I had country fried steak, eggs, and pancakes for dinner no active cultures for me. . . The Wal-Mart was jumpin' at 9 last night. This is migrant farmer country, lots of small apartments filled with families. It's the land of Cesar Chavez, grape country. It's also over 100 degrees in the daytime, so folks come out at night. We found ourselves at Wal-Mart at about 8:30, picking up some things that we'd forgotten to pack, recognizing that we were the tallest people in the store. I'm just sayin'.
Anyway, the plan today is Yosemite, then on to Sacramento to see our fabulous Capital. Ahnold, most certainly, will be away on some juggernaut with the Kennedy family.
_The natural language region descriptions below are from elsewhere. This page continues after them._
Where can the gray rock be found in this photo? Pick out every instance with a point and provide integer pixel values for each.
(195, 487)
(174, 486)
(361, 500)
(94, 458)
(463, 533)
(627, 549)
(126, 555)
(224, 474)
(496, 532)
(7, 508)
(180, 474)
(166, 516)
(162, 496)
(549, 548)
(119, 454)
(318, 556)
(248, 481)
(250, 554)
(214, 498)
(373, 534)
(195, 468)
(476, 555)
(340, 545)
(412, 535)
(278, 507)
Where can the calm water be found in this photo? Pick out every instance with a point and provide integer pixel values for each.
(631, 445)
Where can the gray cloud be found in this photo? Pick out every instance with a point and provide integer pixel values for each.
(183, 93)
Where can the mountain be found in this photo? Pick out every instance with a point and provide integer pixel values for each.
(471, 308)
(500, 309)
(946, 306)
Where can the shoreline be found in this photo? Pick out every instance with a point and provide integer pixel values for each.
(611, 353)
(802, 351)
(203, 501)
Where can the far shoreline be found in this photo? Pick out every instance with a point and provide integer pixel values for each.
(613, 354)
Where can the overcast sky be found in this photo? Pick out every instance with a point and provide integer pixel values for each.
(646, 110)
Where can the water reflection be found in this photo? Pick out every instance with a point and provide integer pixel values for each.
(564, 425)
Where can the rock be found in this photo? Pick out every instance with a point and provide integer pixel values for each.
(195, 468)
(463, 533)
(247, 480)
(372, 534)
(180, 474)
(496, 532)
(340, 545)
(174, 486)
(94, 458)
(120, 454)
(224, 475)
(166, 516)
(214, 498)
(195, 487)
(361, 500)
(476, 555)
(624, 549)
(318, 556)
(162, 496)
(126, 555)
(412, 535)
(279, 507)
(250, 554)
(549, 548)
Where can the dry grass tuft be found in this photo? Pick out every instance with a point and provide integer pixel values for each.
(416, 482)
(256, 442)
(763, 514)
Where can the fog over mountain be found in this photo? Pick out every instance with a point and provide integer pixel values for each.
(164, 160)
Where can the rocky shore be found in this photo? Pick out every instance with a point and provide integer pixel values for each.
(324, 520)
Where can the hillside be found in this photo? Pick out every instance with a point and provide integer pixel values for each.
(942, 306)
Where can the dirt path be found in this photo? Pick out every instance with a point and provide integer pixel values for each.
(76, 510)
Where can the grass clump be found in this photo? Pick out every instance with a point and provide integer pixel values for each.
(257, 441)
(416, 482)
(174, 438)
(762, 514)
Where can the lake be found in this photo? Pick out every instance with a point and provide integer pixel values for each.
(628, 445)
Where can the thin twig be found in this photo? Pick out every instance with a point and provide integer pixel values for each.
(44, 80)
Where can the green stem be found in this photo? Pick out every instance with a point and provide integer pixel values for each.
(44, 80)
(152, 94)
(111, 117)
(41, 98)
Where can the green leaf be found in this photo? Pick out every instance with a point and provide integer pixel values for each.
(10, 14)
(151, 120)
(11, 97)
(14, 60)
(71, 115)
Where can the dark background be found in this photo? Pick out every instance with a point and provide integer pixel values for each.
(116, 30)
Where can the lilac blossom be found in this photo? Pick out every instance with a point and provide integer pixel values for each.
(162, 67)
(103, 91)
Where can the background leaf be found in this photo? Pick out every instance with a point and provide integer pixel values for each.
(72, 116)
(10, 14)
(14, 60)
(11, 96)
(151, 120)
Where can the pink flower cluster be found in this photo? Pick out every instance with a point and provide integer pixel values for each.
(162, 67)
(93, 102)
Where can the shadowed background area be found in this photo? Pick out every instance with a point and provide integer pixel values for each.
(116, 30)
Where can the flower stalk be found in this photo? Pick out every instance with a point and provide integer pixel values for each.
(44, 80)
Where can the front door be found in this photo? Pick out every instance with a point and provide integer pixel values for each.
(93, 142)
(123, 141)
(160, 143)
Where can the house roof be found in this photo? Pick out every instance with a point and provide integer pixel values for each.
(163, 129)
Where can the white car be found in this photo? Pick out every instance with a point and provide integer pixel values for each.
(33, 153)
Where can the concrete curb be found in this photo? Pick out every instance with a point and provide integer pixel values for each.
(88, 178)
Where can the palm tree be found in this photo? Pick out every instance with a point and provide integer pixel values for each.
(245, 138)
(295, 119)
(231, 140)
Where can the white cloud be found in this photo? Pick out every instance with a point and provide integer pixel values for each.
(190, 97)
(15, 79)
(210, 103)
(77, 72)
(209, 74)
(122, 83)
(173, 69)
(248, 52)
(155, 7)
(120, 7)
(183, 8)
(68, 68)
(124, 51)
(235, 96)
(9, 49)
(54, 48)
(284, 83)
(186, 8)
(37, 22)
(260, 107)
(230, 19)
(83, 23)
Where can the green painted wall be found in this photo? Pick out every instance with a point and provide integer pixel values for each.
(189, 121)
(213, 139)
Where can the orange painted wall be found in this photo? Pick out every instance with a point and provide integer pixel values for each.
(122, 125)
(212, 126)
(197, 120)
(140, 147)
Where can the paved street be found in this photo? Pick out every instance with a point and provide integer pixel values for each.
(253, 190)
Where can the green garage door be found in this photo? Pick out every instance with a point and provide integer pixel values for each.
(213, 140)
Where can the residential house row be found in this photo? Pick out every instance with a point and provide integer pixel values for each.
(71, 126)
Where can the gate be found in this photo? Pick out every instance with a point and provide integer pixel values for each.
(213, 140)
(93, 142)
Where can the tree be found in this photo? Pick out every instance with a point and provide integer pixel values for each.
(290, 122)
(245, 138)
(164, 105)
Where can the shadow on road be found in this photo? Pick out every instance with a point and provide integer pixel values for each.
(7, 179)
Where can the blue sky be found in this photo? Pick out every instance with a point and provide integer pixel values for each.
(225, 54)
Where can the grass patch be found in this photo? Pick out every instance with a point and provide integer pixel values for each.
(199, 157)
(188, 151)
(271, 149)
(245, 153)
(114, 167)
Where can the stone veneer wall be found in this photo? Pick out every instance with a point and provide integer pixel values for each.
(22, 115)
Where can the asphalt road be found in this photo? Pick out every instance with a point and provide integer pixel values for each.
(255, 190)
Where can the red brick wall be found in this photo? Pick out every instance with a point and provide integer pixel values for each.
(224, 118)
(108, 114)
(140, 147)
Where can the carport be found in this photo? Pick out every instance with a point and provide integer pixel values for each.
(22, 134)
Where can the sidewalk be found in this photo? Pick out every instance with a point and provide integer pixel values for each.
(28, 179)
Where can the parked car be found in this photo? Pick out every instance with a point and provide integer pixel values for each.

So, a fair amount of mountain driving, today, crappy National Park concessionaire lunch fare, but probably better choices for dinner.

Saturday, September 08, 2007

Thanks to those of you still checking in.
I've had a major computer meltdown. Combine that with a week-long road trip, 115 degree heat for another week after that, and then a faulty new motherboard, and you have one unhappy camper.
I've got some vacation blogs on a hard drive that I can't access at the moment, but they will appear, hopefully with photos, in a few days.
School's started, Emma's already missed a day due to sickness, it's cooled off dramatically back into the 80's (which actually feels glorious when night falls, and we're into the countdown to our next Lake Mead Trip. We're approaching what goes for normalcy around here.